Pattaya’s Sawang Boriboon Foundation dug up graveyard internees without families to clean bones and prepare them for a Buddhist cremation ceremony.
Sawang Boriboon members and volunteers met March 24 at the foundation’s old graveyard in Naklua to pay respect to the dead and clear room for new bodies.
The ceremony included believers bowing before the corpses and praying to spirits. It also gave some who didn’t realize they had family in the graveyard an opportunity to properly bury their relatives.
Volunteers dig up graves to prepare the remains for cleansing and cremation.
In all, 141 bodies were exhumed, comprised of 74 males, 51 females, and 15 children. Just under 50,000 baht in donations also were collected.
The grave-cleaning ceremony originated from China and spread to Thailand. Legend purports that China had suffered flooding followed by an epidemic, leading to villagers falling ill and dying.

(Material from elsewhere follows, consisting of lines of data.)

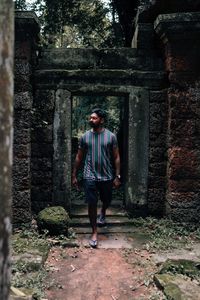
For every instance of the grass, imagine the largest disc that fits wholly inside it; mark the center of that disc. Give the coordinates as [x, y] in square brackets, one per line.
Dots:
[165, 234]
[30, 275]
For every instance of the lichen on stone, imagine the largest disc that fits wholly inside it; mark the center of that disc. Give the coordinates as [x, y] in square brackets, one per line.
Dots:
[53, 219]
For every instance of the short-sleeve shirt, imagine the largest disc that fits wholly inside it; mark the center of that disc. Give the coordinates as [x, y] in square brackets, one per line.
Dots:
[98, 147]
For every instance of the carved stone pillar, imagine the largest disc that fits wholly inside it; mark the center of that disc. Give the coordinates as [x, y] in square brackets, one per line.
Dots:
[180, 35]
[26, 36]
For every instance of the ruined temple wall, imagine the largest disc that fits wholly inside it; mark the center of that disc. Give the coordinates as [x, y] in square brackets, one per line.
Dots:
[180, 36]
[26, 34]
[147, 43]
[42, 149]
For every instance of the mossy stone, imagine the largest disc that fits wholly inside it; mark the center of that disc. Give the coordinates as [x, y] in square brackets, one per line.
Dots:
[181, 266]
[55, 219]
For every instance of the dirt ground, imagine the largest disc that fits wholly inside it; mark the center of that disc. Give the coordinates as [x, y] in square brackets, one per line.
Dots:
[116, 273]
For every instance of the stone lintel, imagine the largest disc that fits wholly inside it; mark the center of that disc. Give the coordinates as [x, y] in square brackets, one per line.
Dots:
[178, 26]
[53, 78]
[26, 22]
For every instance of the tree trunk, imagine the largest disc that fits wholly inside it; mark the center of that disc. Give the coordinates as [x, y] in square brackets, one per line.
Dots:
[6, 97]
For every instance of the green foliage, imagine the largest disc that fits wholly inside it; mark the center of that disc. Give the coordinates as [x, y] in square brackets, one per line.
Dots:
[165, 234]
[20, 5]
[75, 23]
[29, 275]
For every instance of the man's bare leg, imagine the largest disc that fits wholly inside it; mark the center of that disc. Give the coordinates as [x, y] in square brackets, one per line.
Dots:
[92, 213]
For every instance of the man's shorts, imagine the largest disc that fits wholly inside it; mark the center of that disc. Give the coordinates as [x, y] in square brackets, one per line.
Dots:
[93, 189]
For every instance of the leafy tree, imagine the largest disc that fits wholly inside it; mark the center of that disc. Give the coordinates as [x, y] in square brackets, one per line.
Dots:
[77, 23]
[126, 11]
[20, 5]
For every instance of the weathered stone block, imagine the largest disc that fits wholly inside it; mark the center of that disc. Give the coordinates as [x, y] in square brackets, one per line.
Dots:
[44, 134]
[183, 214]
[22, 119]
[157, 181]
[156, 208]
[23, 100]
[184, 185]
[41, 194]
[42, 150]
[184, 163]
[21, 182]
[21, 215]
[41, 178]
[22, 84]
[22, 199]
[22, 135]
[158, 96]
[44, 99]
[21, 166]
[183, 200]
[42, 117]
[157, 155]
[157, 169]
[22, 49]
[44, 164]
[158, 141]
[22, 151]
[22, 67]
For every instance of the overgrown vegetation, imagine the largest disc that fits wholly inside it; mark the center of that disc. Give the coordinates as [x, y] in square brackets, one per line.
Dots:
[77, 23]
[29, 253]
[165, 234]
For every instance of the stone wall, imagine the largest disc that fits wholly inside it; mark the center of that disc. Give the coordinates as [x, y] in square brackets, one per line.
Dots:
[42, 149]
[163, 65]
[6, 120]
[26, 38]
[180, 34]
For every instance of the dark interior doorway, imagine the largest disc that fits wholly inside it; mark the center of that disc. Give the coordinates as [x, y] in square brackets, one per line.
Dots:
[116, 109]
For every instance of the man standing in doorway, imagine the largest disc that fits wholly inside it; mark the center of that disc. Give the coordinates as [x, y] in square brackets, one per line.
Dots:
[100, 148]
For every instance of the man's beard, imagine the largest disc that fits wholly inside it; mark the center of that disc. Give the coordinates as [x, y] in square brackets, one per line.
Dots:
[94, 125]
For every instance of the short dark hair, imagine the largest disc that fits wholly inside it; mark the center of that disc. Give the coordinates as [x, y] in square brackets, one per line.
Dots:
[100, 112]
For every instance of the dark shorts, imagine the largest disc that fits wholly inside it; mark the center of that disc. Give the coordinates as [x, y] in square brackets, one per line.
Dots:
[93, 189]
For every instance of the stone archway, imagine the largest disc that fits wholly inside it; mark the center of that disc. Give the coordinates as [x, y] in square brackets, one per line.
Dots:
[66, 83]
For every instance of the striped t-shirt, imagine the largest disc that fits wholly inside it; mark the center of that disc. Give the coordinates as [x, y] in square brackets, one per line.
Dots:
[98, 148]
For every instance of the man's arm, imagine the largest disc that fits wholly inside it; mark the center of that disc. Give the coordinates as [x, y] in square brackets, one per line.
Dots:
[77, 163]
[117, 165]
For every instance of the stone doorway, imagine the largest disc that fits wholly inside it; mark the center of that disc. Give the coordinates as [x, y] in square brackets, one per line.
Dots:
[135, 145]
[68, 73]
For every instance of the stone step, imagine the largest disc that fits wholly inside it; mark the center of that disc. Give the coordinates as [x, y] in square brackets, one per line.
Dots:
[82, 211]
[105, 230]
[110, 221]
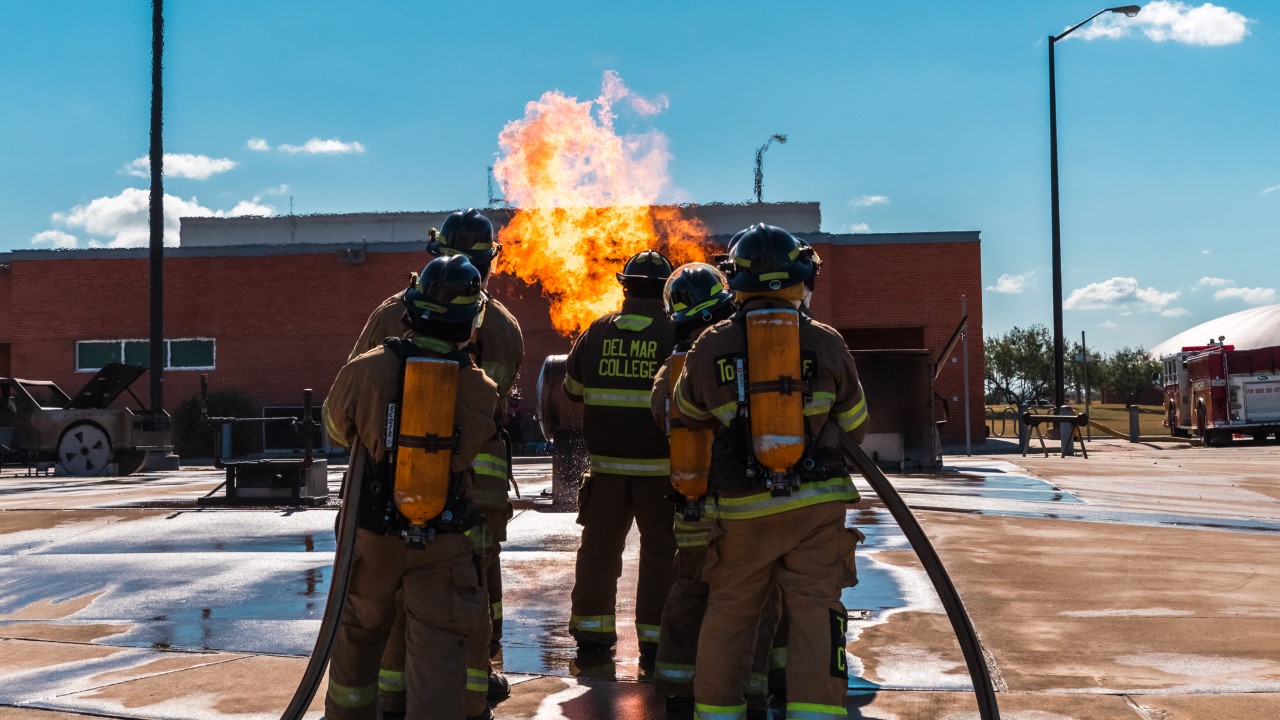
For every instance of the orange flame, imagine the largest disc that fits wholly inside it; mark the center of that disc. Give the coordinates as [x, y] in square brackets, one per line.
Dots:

However, there was one monk, Taihongkong, who did not abhor the dead bodies and elicited living relatives to search for dead bodies to perform funeral rites sending their souls at peace. This act was spread far and wide, thus, it was passed on to the following generation, who considered this act as a beautiful act of humanity becoming what is known today as grave cleaning for corpses without relatives.
During grave cleaning, attendees must not under any circumstances comment to its smell and must not spit; these prohibitions have been passed on till today.